The immediate power, and this points to New Deal legislation over unions too, is smoothly regulating interstate commerce. The importance of regulation of health care and insurance -- including taxing those who don't have it & thus skewers the pool (and causes various other costs when they get sick) -- in this respect is more direct than any number of federal occupation and safety rules. Thus, the taxation power applies to "general welfare" broadly and in a more narrow respect. Not to speak of the fact that I don't know what Madison would think given the test of time; he changed his views on the constitutionality of the bank given that.
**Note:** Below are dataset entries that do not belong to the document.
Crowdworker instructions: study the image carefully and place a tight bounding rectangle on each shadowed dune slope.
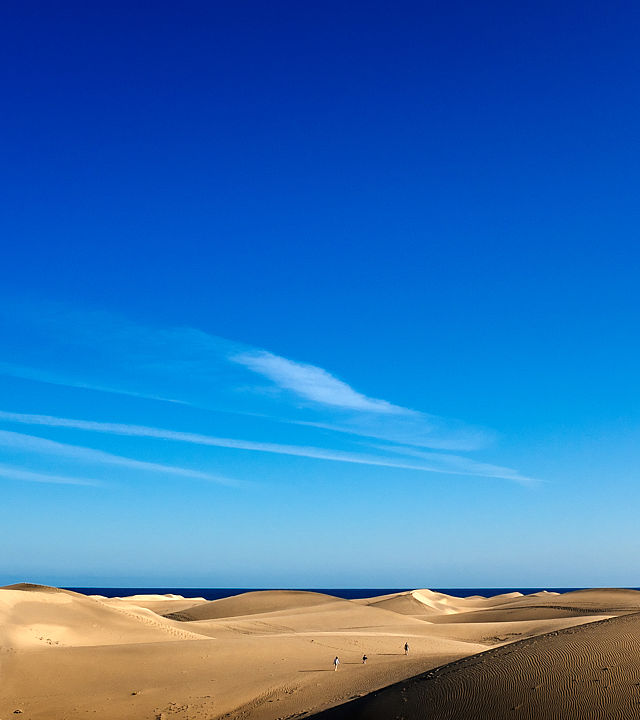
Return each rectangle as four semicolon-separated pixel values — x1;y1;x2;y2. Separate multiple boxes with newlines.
165;590;339;621
313;612;640;720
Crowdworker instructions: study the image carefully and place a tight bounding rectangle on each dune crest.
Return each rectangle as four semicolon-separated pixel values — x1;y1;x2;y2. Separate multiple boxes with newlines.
0;583;640;720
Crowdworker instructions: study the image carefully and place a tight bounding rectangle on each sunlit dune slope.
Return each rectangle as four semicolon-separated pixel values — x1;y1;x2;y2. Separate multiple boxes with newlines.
313;612;640;720
0;584;209;648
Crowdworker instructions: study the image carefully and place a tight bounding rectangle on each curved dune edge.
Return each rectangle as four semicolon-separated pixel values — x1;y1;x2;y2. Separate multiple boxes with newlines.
311;613;640;720
0;584;640;720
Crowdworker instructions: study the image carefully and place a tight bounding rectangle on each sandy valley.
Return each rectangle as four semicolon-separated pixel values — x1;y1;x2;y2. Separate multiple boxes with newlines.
0;584;640;720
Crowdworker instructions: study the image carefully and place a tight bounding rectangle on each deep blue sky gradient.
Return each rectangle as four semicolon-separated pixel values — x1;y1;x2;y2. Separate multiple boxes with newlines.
0;2;640;587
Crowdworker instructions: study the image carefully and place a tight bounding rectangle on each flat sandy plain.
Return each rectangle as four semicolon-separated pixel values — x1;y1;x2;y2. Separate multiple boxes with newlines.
0;584;640;720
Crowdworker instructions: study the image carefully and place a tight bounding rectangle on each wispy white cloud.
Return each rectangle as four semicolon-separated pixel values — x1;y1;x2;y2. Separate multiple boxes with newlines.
0;430;238;485
0;465;104;487
0;411;534;483
230;350;413;415
0;305;491;451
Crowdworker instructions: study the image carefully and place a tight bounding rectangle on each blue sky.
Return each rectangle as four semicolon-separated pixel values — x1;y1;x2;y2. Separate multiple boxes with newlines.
0;2;640;587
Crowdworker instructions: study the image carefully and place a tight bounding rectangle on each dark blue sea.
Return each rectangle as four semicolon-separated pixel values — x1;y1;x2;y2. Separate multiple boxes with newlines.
66;587;608;600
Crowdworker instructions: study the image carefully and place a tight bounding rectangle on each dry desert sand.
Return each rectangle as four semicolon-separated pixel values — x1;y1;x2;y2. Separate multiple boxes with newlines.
0;584;640;720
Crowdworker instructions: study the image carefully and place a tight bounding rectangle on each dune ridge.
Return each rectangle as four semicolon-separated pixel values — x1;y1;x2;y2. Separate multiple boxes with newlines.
0;583;640;720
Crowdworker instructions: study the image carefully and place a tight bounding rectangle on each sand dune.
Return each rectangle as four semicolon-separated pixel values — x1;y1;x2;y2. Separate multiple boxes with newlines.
314;612;640;720
166;590;337;620
0;584;640;720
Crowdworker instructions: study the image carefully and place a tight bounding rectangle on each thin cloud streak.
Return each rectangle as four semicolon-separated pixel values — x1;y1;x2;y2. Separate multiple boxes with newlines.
0;362;190;405
0;465;104;487
0;411;535;484
229;350;413;415
0;430;238;485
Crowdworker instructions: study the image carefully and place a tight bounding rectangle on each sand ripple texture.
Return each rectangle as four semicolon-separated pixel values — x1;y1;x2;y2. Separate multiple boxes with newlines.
313;613;640;720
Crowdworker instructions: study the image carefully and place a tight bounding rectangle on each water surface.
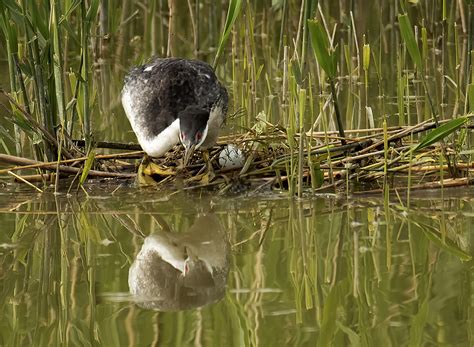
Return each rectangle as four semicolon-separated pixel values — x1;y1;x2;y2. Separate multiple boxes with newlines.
0;182;474;346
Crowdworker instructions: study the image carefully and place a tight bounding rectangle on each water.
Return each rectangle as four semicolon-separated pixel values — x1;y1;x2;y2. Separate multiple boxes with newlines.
0;184;474;346
0;1;474;346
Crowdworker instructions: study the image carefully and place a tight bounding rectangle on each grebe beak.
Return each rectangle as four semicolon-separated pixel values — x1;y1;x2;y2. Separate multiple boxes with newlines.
183;145;196;166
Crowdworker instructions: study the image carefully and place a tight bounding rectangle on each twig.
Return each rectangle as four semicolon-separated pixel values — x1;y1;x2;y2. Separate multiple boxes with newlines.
0;154;136;178
0;151;143;174
8;171;43;193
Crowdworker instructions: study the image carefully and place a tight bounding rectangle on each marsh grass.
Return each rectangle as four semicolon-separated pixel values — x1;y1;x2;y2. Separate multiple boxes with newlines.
0;0;474;196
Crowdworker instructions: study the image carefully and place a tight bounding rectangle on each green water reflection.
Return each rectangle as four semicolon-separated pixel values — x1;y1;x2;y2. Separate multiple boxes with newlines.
0;184;474;346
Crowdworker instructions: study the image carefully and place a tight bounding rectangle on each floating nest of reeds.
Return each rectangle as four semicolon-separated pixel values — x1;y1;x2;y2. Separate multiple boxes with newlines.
0;116;474;195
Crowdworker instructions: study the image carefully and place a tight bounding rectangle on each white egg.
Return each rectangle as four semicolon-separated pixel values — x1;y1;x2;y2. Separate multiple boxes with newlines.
219;145;245;170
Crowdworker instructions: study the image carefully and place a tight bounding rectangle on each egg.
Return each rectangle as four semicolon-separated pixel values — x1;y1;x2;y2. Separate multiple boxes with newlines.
219;145;245;170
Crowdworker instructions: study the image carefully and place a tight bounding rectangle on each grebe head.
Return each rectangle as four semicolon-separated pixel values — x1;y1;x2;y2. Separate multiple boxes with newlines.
178;106;209;165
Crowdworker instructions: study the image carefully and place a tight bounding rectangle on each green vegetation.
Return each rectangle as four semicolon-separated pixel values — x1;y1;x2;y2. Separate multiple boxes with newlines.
0;0;474;196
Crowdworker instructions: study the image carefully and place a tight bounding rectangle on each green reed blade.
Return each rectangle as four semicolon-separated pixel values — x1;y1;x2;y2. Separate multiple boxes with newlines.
398;14;423;71
212;0;242;68
467;83;474;113
79;150;95;186
413;117;468;152
308;20;336;79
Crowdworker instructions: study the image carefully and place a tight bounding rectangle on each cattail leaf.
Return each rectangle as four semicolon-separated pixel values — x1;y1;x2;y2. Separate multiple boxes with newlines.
213;0;242;68
467;83;474;113
86;0;100;32
308;19;336;79
413;117;468;152
362;43;370;71
398;14;423;70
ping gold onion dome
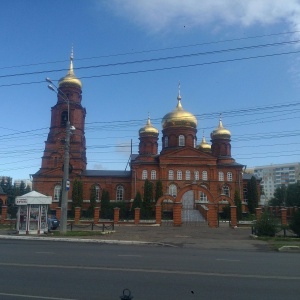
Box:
[139,117,158,135]
[58,50,82,89]
[161,94,197,129]
[210,119,231,140]
[198,136,211,151]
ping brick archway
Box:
[155,183,217,226]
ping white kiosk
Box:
[15,191,52,234]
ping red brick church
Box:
[32,57,255,227]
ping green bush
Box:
[255,212,278,236]
[290,209,300,237]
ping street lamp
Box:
[46,78,75,234]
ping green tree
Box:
[290,209,300,237]
[142,179,153,219]
[269,184,287,206]
[286,183,300,206]
[255,212,279,236]
[100,189,113,219]
[234,190,243,220]
[88,184,97,216]
[72,178,83,211]
[247,176,258,214]
[155,180,164,202]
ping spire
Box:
[58,46,82,89]
[177,80,182,109]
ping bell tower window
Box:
[60,111,68,127]
[178,134,185,147]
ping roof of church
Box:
[82,170,131,177]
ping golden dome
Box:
[58,50,82,89]
[210,119,231,140]
[198,136,211,151]
[139,117,158,135]
[161,95,197,129]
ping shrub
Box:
[290,209,300,237]
[255,212,278,236]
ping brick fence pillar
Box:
[94,207,100,224]
[155,204,161,224]
[74,207,81,224]
[114,207,120,224]
[173,202,182,226]
[1,206,7,224]
[255,207,261,220]
[280,208,287,226]
[207,203,218,228]
[230,206,237,227]
[55,207,61,220]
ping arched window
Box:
[95,185,100,201]
[165,136,169,147]
[178,134,185,147]
[243,188,248,202]
[142,170,148,180]
[200,192,208,202]
[227,172,232,181]
[168,170,174,180]
[222,185,230,197]
[177,170,182,180]
[117,185,124,201]
[219,172,224,181]
[185,170,191,180]
[151,170,156,180]
[53,185,61,201]
[169,184,177,197]
[60,111,68,127]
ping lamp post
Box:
[46,78,71,234]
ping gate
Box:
[181,191,206,226]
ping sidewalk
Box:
[0,224,269,251]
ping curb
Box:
[0,235,177,248]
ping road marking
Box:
[0,263,300,280]
[0,293,76,300]
[118,254,142,257]
[216,258,241,262]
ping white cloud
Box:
[109,0,300,32]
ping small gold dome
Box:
[210,120,231,140]
[58,50,82,89]
[161,95,197,129]
[139,117,158,135]
[198,137,211,151]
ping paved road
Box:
[0,239,300,300]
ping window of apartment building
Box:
[185,170,191,180]
[116,185,124,201]
[243,188,248,202]
[165,136,169,147]
[151,170,156,180]
[95,185,100,201]
[142,170,148,180]
[177,170,182,180]
[227,172,232,181]
[219,172,224,181]
[169,184,177,197]
[200,192,208,202]
[222,185,230,197]
[53,185,61,201]
[178,134,185,147]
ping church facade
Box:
[32,56,253,223]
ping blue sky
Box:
[0,0,300,179]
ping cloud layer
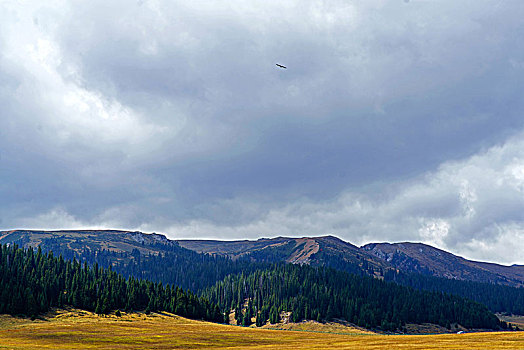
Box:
[0,1,524,263]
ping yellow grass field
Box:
[0,311,524,350]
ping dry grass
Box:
[0,310,524,350]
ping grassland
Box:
[0,311,524,350]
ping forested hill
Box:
[0,245,224,322]
[204,264,503,331]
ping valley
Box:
[0,309,524,350]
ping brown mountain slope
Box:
[362,242,524,286]
[0,230,176,254]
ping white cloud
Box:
[0,1,524,263]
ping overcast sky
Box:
[0,0,524,264]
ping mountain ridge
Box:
[0,230,524,287]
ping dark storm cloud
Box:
[0,1,524,262]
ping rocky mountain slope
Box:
[0,230,524,287]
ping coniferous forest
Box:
[203,264,504,331]
[0,245,522,331]
[33,239,524,315]
[0,245,224,322]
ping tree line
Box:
[203,264,505,331]
[0,245,224,322]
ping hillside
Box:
[4,230,524,287]
[178,236,524,287]
[362,242,524,287]
[0,230,524,315]
[0,310,524,350]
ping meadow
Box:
[0,310,524,350]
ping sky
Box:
[0,0,524,264]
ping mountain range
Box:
[0,230,524,287]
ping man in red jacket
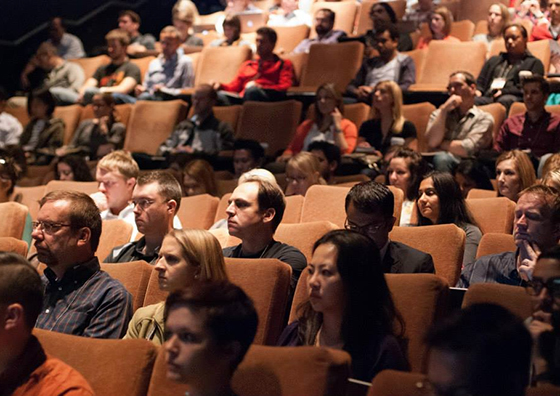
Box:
[213,27,294,104]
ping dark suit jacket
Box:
[383,241,435,274]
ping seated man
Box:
[494,76,560,164]
[31,191,132,338]
[426,304,532,396]
[213,27,294,104]
[0,252,94,396]
[293,8,346,54]
[158,84,234,155]
[475,23,544,111]
[426,71,494,172]
[457,185,560,287]
[346,25,416,105]
[163,282,258,395]
[224,177,307,293]
[344,181,435,274]
[105,171,182,264]
[78,29,142,105]
[119,10,156,56]
[134,26,194,100]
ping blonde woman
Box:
[358,81,416,156]
[124,229,227,345]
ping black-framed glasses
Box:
[31,220,72,234]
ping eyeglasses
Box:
[31,220,72,234]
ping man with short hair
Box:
[224,178,307,292]
[344,181,435,274]
[105,171,182,264]
[158,84,234,156]
[457,185,560,287]
[134,26,194,100]
[426,71,494,172]
[293,8,346,54]
[119,10,156,56]
[31,191,132,338]
[78,29,142,105]
[346,24,416,104]
[0,252,94,396]
[426,304,532,396]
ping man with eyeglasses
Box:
[105,171,181,264]
[344,181,435,274]
[32,191,132,338]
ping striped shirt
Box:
[36,257,132,338]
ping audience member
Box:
[346,25,416,103]
[416,7,461,49]
[32,191,132,338]
[358,81,416,157]
[416,172,482,267]
[344,181,435,274]
[158,84,234,156]
[475,23,544,111]
[164,281,258,395]
[457,185,560,287]
[0,253,94,396]
[426,71,494,172]
[308,141,341,184]
[453,158,494,199]
[278,230,407,382]
[119,10,156,57]
[293,8,346,54]
[213,27,294,103]
[105,171,181,264]
[496,150,536,202]
[124,229,227,345]
[279,83,358,161]
[19,89,65,165]
[426,304,532,396]
[183,159,218,197]
[56,93,126,160]
[286,151,327,196]
[54,155,93,182]
[78,29,142,105]
[224,177,307,293]
[386,147,429,226]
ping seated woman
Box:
[387,147,429,226]
[55,155,93,181]
[286,152,327,196]
[358,81,416,157]
[416,172,482,267]
[124,229,227,345]
[56,94,126,160]
[183,160,217,197]
[473,3,510,51]
[19,89,65,165]
[278,83,358,161]
[416,7,461,49]
[278,230,408,382]
[496,150,537,202]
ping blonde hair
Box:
[165,229,228,286]
[371,81,406,135]
[97,150,140,179]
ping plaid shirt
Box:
[36,257,132,338]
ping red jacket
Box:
[220,57,294,96]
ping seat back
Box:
[148,345,350,396]
[236,100,302,155]
[389,224,466,285]
[467,197,515,234]
[177,194,220,230]
[124,100,187,155]
[101,260,153,311]
[476,232,517,259]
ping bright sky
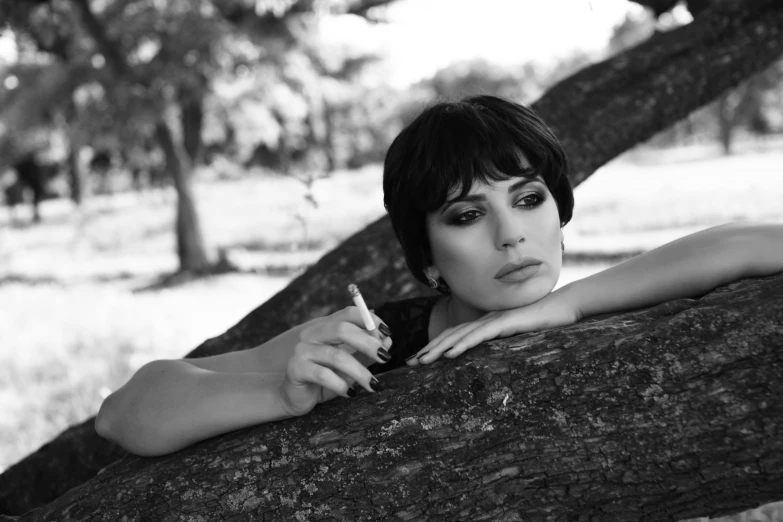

As I said upfront, I also think that various rights of citizenship are not properly secured without certain governmental protections. This too gives the government, the feds in certain ways, the power to regulate in this area as well.

If someone shoots you or you get cancer, you will not just lay down and die, even if you don't have funds to pay for insurance. Those with kids etc. also don't (in the real world) have all these "choices" either. Likewise, the public option allows you to choose a non-governmental policy. To the degree that this won't happen, it will be stupid, but it doesn't rob Congress of the authority to regulate the right way in this area. And, the private insurance will be heavily regulated as well, so in no way truly "private" anyway. Still, somehow, we manage to have a police department ... some, I guess, rather just have a private service there too. Or, maybe fire departments. Once upon a time, such was the case.

I am not supporting any specific policy here either, so I don't really care what Obama said (anyway, if we accept what we are told, it seems what he wants and thinks Congress is willing to pass is not the same thing, so Congress -- or certain members there -- are the ultimate concern). Given reality now, Orwell would find your side more fitting of the term, methinks.